If I start the installation process of a node and try to boot the node via pxe, the node does get the correct IP address via DHCP but the pxe boot process on the node exists with a file not found error message. Initially I thought it might be an update problem, so I additionally installed the xnba-undi and xnba-kvm package. This added the missing file to the /tftpboot directory, but did not change the error message.
Thank you very much for your help.
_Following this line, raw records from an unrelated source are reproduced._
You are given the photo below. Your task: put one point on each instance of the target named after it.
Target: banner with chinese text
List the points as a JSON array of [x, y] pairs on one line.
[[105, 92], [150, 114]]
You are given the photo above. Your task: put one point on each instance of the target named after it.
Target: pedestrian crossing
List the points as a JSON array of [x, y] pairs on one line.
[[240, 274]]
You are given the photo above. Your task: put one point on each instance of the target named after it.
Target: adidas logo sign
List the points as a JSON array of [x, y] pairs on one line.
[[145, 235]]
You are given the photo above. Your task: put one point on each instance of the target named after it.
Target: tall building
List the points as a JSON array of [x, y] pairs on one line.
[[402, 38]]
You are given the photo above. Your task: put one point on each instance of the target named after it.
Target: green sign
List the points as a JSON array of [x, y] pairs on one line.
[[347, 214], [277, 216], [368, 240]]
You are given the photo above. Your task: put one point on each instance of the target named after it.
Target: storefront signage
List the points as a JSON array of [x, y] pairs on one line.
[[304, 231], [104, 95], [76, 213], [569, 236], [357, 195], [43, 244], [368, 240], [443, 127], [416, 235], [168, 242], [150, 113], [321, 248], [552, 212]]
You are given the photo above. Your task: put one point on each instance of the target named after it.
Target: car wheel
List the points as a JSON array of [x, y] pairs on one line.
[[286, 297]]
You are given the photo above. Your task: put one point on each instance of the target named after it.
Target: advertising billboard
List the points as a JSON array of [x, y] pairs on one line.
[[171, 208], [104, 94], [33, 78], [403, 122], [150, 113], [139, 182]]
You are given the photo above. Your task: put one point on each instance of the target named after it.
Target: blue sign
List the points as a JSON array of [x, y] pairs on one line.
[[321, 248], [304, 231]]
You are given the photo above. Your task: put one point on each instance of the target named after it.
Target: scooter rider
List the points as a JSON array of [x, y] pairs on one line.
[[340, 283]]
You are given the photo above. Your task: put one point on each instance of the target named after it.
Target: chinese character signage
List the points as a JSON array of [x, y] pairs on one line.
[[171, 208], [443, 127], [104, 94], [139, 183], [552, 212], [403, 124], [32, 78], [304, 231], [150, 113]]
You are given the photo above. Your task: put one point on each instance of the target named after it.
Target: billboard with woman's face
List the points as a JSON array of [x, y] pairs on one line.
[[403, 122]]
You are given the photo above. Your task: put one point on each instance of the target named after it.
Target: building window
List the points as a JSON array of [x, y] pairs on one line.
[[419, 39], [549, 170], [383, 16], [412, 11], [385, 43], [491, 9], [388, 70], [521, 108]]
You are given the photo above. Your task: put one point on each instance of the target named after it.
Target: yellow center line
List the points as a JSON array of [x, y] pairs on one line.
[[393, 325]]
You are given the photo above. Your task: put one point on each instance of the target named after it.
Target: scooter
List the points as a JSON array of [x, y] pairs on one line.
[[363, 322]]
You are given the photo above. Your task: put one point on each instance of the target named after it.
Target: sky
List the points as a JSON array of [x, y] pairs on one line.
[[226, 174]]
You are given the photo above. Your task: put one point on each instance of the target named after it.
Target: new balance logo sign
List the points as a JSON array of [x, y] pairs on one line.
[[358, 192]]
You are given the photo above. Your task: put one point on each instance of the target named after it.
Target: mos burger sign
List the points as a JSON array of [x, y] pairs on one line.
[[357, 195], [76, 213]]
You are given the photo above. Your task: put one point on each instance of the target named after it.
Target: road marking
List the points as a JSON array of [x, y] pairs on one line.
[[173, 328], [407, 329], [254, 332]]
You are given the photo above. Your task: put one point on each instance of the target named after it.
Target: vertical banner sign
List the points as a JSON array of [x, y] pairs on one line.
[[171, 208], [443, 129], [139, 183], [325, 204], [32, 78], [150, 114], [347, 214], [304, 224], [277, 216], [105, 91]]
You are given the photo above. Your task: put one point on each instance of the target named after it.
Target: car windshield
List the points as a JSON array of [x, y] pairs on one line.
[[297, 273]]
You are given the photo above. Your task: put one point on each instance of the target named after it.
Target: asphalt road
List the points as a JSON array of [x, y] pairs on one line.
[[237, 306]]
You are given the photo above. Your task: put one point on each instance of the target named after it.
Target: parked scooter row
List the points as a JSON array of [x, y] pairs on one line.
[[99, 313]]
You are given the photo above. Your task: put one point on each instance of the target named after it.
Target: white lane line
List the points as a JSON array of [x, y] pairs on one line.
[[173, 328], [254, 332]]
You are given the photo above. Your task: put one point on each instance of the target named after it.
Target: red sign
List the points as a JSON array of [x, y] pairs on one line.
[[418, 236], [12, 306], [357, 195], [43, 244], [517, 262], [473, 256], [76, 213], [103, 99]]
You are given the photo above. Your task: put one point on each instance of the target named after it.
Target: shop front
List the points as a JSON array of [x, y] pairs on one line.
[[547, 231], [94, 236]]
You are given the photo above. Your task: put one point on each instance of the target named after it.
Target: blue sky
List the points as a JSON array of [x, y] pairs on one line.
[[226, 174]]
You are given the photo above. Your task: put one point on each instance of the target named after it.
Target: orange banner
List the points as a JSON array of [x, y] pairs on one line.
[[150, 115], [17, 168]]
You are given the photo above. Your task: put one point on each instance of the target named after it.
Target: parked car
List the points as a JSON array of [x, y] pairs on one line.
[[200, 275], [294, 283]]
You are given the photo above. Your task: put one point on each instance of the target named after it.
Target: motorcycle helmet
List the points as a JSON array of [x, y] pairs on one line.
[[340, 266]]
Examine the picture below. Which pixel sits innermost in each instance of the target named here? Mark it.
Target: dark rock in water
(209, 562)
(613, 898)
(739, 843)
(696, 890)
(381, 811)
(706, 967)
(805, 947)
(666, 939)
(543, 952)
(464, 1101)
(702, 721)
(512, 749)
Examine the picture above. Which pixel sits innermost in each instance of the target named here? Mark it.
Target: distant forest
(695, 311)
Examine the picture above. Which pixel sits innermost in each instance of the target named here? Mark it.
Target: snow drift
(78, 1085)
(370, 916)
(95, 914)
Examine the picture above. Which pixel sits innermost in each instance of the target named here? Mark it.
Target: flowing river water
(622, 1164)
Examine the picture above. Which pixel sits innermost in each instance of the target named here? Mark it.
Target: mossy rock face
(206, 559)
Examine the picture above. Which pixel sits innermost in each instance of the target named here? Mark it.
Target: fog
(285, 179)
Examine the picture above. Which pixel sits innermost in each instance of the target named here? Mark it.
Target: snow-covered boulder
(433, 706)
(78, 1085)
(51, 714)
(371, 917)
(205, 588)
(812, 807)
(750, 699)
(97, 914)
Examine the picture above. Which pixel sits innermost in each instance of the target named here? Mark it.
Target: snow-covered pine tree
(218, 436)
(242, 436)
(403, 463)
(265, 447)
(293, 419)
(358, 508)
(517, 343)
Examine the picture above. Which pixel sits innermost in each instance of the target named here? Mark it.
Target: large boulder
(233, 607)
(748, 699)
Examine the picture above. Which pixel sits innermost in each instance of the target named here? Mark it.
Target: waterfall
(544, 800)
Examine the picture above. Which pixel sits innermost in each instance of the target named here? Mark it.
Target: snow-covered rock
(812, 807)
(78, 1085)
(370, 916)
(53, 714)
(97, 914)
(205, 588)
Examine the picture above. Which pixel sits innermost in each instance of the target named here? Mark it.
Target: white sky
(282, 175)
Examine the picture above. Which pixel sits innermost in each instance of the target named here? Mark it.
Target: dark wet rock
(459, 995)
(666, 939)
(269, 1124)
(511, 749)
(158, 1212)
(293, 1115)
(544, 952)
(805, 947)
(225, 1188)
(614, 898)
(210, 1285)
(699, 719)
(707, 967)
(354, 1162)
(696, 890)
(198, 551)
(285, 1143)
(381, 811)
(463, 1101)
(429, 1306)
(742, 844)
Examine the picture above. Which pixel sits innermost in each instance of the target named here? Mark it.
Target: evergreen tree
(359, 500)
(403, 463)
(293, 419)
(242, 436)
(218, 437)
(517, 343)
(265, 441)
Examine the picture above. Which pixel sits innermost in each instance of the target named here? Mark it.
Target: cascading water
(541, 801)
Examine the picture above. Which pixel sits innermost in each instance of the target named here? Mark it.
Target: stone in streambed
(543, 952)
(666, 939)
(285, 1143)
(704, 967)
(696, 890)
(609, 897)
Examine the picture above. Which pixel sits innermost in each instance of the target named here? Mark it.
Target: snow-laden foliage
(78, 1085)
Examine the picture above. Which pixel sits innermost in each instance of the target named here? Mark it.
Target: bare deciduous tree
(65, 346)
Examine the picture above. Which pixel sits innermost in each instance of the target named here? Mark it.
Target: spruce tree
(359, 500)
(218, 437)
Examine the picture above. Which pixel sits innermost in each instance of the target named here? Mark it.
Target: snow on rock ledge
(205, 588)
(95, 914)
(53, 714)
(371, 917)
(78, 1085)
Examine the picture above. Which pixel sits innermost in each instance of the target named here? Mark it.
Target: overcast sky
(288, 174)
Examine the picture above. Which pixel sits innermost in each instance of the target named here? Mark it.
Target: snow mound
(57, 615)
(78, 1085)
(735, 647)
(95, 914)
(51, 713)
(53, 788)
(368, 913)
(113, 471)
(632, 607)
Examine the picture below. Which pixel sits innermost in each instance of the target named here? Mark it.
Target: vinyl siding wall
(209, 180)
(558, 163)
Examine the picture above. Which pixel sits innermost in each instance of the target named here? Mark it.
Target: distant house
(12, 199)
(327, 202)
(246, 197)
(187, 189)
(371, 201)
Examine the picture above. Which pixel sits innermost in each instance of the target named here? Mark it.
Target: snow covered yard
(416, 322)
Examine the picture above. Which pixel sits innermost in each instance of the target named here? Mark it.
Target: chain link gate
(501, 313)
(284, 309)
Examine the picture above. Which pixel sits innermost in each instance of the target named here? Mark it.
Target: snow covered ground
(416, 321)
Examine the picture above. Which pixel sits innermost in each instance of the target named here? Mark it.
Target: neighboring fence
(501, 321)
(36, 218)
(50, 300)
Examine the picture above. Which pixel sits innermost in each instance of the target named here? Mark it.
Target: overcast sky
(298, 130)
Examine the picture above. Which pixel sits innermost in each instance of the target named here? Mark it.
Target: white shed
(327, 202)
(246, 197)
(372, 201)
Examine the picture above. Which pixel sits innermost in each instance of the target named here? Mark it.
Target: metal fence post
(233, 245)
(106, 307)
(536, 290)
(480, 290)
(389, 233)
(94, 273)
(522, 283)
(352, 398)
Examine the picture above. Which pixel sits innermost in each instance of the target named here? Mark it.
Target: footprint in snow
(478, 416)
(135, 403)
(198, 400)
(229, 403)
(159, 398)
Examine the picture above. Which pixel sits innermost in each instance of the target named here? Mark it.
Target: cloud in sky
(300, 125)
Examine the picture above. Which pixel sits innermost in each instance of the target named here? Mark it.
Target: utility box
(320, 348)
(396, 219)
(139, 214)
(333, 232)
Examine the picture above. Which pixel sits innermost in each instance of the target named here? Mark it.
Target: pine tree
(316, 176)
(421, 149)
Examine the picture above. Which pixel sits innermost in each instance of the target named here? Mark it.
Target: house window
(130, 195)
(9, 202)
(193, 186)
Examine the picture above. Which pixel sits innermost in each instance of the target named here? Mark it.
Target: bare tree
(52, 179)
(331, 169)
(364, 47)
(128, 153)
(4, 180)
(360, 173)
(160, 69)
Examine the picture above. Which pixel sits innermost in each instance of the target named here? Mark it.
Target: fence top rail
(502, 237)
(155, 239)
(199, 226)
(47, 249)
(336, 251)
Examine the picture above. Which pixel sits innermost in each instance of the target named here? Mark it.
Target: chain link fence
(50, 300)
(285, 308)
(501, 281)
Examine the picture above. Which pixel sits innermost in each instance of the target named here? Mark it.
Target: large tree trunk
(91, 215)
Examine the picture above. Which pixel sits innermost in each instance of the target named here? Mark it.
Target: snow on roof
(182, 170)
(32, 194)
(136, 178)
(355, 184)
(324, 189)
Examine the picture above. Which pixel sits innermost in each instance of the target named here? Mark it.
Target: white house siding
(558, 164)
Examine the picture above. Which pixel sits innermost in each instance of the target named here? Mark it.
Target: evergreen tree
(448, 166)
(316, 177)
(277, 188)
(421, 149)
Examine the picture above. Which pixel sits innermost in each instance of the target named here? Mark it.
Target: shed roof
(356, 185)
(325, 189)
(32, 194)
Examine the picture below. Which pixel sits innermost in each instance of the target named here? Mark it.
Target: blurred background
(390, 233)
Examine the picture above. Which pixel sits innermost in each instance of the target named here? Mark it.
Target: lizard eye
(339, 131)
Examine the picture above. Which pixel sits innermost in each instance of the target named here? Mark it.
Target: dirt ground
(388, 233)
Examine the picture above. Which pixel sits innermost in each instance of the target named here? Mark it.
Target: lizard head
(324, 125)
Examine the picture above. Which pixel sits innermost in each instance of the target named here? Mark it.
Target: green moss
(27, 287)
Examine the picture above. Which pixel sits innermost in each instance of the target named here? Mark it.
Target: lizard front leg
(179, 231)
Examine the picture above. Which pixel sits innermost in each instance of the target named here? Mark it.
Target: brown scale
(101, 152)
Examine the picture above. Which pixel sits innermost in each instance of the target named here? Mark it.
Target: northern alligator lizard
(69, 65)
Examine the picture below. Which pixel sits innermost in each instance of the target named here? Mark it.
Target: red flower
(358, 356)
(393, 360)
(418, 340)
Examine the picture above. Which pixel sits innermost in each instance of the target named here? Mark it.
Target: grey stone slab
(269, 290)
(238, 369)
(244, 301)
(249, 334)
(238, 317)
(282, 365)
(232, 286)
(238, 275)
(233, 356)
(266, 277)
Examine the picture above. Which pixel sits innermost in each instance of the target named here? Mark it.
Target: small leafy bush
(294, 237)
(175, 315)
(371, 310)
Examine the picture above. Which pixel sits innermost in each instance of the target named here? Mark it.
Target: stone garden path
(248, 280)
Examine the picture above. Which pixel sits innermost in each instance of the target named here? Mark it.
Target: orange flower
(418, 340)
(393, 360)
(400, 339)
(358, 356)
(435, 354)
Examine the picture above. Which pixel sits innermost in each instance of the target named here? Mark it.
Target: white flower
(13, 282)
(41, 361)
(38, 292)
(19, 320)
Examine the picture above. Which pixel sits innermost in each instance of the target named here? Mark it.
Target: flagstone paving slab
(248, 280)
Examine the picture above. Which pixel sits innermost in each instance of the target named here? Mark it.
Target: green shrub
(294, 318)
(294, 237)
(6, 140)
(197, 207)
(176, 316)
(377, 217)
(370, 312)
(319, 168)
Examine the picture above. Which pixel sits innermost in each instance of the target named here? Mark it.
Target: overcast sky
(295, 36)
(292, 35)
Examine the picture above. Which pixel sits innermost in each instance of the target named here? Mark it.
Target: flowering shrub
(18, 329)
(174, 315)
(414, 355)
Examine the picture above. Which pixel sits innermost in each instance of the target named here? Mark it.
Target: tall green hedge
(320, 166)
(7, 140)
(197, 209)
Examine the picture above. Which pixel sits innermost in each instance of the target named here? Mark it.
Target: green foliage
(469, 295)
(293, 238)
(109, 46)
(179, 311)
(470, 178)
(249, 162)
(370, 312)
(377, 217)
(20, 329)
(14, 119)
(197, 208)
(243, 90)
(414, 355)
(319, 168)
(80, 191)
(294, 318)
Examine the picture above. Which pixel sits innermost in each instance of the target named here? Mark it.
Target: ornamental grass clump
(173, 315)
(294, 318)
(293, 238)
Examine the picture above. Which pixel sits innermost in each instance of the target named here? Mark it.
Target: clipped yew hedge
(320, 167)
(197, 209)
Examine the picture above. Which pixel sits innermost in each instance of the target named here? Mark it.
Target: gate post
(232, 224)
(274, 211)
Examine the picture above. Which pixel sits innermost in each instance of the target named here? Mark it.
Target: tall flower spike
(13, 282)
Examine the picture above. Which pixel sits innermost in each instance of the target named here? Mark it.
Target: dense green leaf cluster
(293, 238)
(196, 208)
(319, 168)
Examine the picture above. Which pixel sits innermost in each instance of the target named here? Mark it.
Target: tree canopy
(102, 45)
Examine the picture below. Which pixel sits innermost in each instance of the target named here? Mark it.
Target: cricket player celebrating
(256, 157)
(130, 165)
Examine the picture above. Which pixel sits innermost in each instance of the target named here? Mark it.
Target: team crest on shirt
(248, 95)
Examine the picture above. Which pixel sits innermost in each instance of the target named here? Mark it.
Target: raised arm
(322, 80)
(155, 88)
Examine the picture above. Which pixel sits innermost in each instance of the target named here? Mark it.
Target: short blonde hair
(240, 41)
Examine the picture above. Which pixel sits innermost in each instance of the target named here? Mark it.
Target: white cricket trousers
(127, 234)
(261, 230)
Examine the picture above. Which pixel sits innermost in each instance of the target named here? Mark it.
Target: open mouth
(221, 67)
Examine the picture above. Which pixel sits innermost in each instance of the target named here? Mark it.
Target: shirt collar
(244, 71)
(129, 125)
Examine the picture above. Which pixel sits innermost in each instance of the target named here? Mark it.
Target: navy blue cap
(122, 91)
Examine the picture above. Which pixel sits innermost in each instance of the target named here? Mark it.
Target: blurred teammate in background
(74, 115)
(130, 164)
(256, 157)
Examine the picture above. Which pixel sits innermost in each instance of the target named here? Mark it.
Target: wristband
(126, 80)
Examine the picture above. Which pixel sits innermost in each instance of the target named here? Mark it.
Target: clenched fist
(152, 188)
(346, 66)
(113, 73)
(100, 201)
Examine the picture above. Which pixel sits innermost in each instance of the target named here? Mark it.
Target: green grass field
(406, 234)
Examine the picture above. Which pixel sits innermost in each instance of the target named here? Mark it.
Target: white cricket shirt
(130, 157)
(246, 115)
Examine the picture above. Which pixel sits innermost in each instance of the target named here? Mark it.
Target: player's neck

The detailed description is added below.
Regards,
Andreas
Detailed error description:
Sep 2 10:11:15 mnode dhcpd: DHCPDISCOVER from 00:30:48:c6:27:f4 via eth0
Sep 2 10:11:15 mnode dhcpd: DHCPOFFER on 10.1.1.2 to 00:30:48:c6:27:f4 via eth0
Sep 2 10:11:17 mnode dhcpd: DHCPREQUEST for 10.1.1.2 (10.1.1.1) from 00:30:48:c6:27:f4 via eth0
Sep 2 10:11:17 mnode dhcpd: DHCPACK on 10.1.1.2 to 00:30:48:c6:27:f4 via eth0
Sep 2 10:11:17 mnode atftpd[19098]: Serving xcat/xnba.kpxe to 10.1.1.2:2070
Sep 2 10:11:17 mnode atftpd[19098]: File 5/xcat/xnba.kpxe not found
Sep 2 10:11:17 mnode atftpd[19098]: Server thread exiting
Sep 2 10:11:17 mnode atftpd[19098]: Serving xcat/xnba.kpxe to 10.1.1.2:2071
Sep 2 10:11:17 mnode atftpd[19098]: File 5/xcat/xnba.kpxe not found
Sep 2 10:11:17 mnode atftpd[19098]: Server thread exiting
================================================================================
If I look at mt /tftpboot directory I find everything which I think should be there, including the
/tftpboot/xcat/xnba.kpxe file. However I find one corrupt system link in the pxelinux.cfg directory:
================================================================================
ls -lahR /tftpboot
================================================================================
/tftpboot:
total 40K
drwxrwxrwx 5 root root 4.0K 2009-09-02 09:36 .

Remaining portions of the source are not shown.